Il Tesoro frena sugli armamenti
luca monticelli
Giancarlo Giorgetti intravede segnali positivi per l’Italia. Una fiducia che però non trova riscontro nel Documento di finanza pubblica presentato dal governo, né nelle analisi delle varie istituzioni economiche come l’Istat e la Banca d’Italia che invece temono contraccolpi dalle politiche commerciali degli Stati Uniti. L’Ufficio parlamentare di bilancio calcola un impatto dei dazi su tutti i settori con un effetto sul mercato del lavoro pari a 68 mila occupati in meno. Per Confindustria «Transizione 5.0 non funziona, il costo del credito è ancora alto, gli investimenti sono fermi e l’incertezza ai massimi». La Corte dei Conti lamenta le indicazioni limitate del Mef sulla spesa e il Pnrr, tanto da rendere «difficile la valutazione del quadro complessivo».

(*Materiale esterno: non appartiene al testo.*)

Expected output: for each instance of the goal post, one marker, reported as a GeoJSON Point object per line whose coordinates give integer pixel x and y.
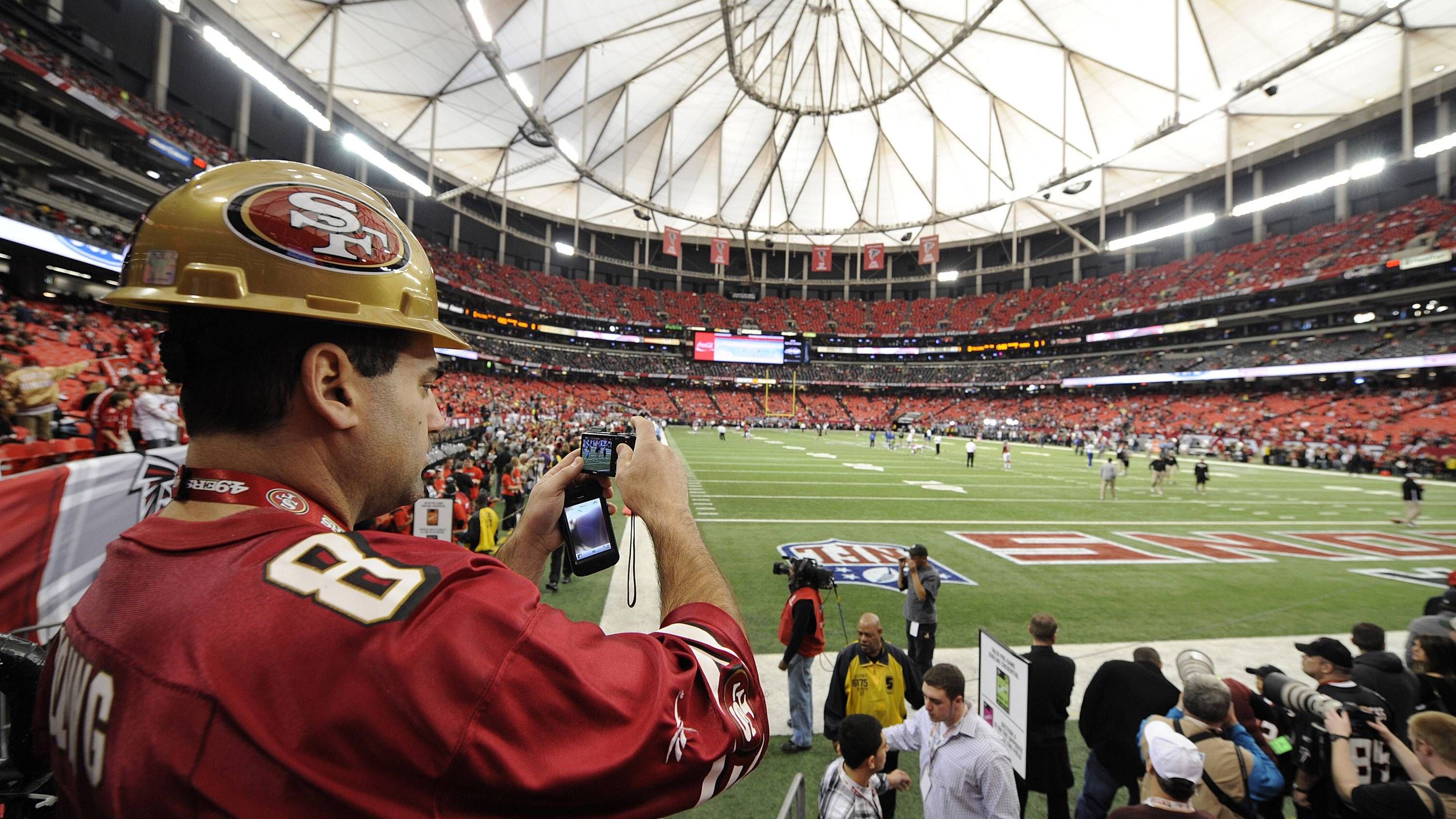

Eppure il titolare del Tesoro, che in serata battibecca con Crosetto sulle spese militari, è ottimista e ritiene che le stime di crescita per il 2025 – già dimezzate dall’1,2% allo 0,6% e con il rischio di scendere allo 0,3% a causa della crisi dei dazi – alla fine saranno migliori del previsto. Giorgetti lo dice chiaramente ai parlamentari durante l’audizione sul Dfp: «Sembra prospettarsi uno scenario meno avverso di quello messo in conto nelle previsioni ufficiali, più favorevole sia in termini di esito finale dei dazi a livello internazionale, sia di variabili esogene quali i prezzi dell’energia e i tassi d’interesse che condizionano la crescita». Il ministro dell’Economia è convinto che il quadro macro non sia soggetto solo a rischi al ribasso, ma «anche a rischi positivi». Lui scommette sul suo omologo americano Scott Bessent, che incontrerà a Washington tra qualche giorno: «Al suo primo intervento al G7 ha lasciato intendere che sui dazi ci metteremo d’accordo».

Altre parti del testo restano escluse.